July 15, 2008 (WASHINGTON) – The US president George Bush threatened the Sudanese government with more sanctions if he does not facilitate the deployment of peacekeepers and flow of aid in Darfur.
- U.S. President George W. Bush holds a press conference in the Brady Press Briefing Room of the White House July 15, 2008 in Washington, DC (AFP)
“We’re trying to work with Bashir to make sure he understands that there will be continued sanctions if he doesn’t move forward” Bush told reporters at a press conference in the White House today.
The US president refused to comment on the request submitted by the prosecutor of the International Criminal Court (ICC) to the judges for issuance of arrest warrant against the Sudanese president Omar Hassan Al-Bashir on Monday.
“We’re not a member of the ICC, so we’ll see how that plays out” the US president said.

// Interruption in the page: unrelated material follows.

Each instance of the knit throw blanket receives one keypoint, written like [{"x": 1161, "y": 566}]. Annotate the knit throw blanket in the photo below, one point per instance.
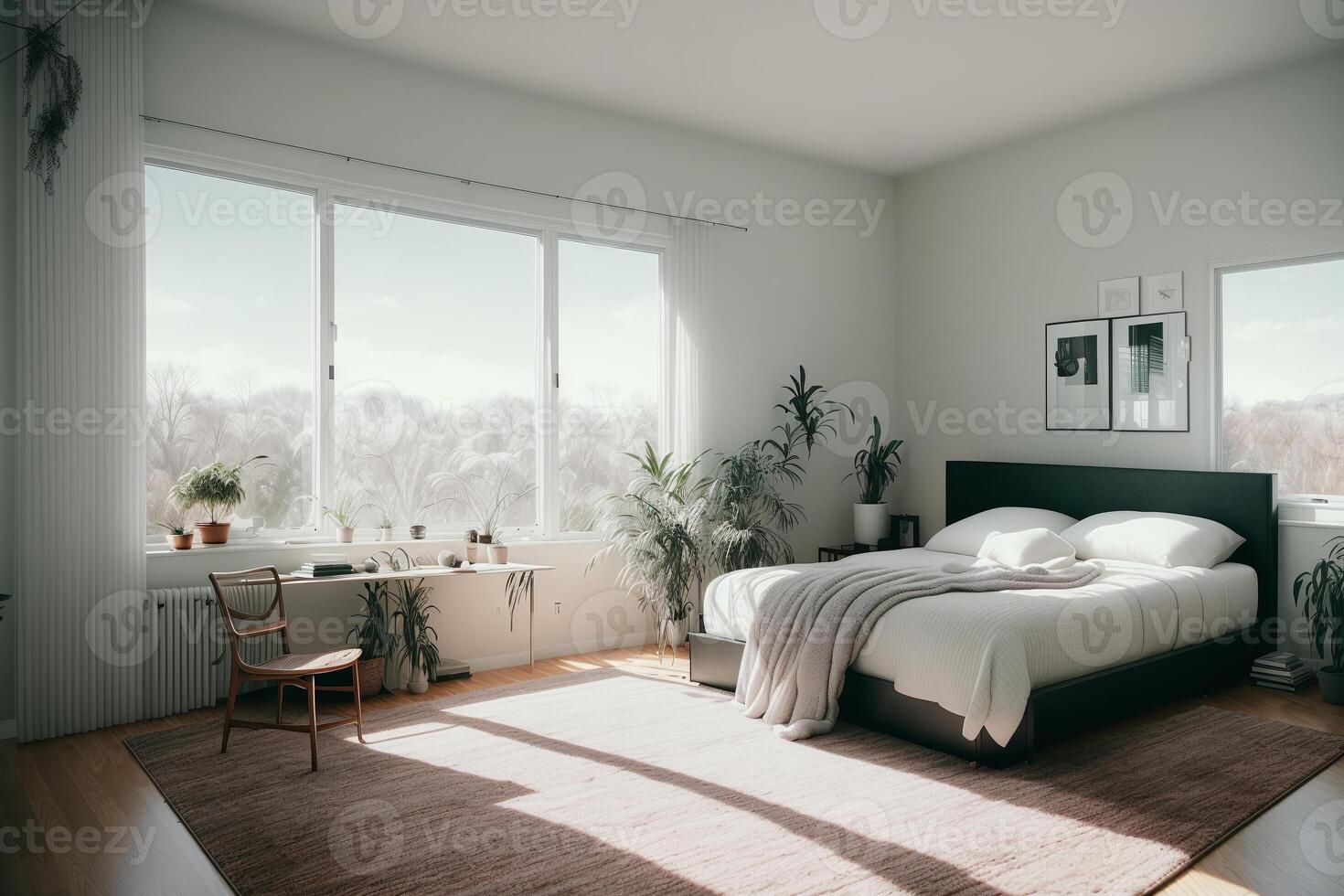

The ICC’s prosecutor Luis Moreno-Ocampo asked pre-trial judges on Monday to issue arrest warrants for Sudan’s head of state.
Ocampo filed 10 charges: three counts of genocide, five of crimes against humanity and two of murder. Judges are expected to take months to study the evidence before deciding whether to order Al-Bashir’s arrest.
Bush said that the US wants to maintain a North South peace agreement and see full deployment of the long due African Union – United Nations troops in Darfur.
He also voiced frustration with the slow peacekeepers deployment.
“There’s the same sense of consternation and the same sense of frustration that things haven’t moved quicker. I talked to Ban Ki-moon about the issue and he told me — I think he told me that by the end of this year a full complement of AU troops will be there” Bush said
“Then the question is, will the government help expedite the delivery of humanitarian aid?” he added.
Bush met privately with his special envoy to Sudan yesterday for the first time since he returned from Khartoum last month.
The meeting was closed to the press but the White House spokesperson Dana Perino told reporters that Bush and Williamson discussed the implementation of the Comprehensive Peace Agreement (CPA) between the North and South.
The deal also does not cover a separate conflict in the western region of Darfur, where tens of thousands of people have been killed and hundreds of thousands driven from their homes since rebels took up arms in early 2003.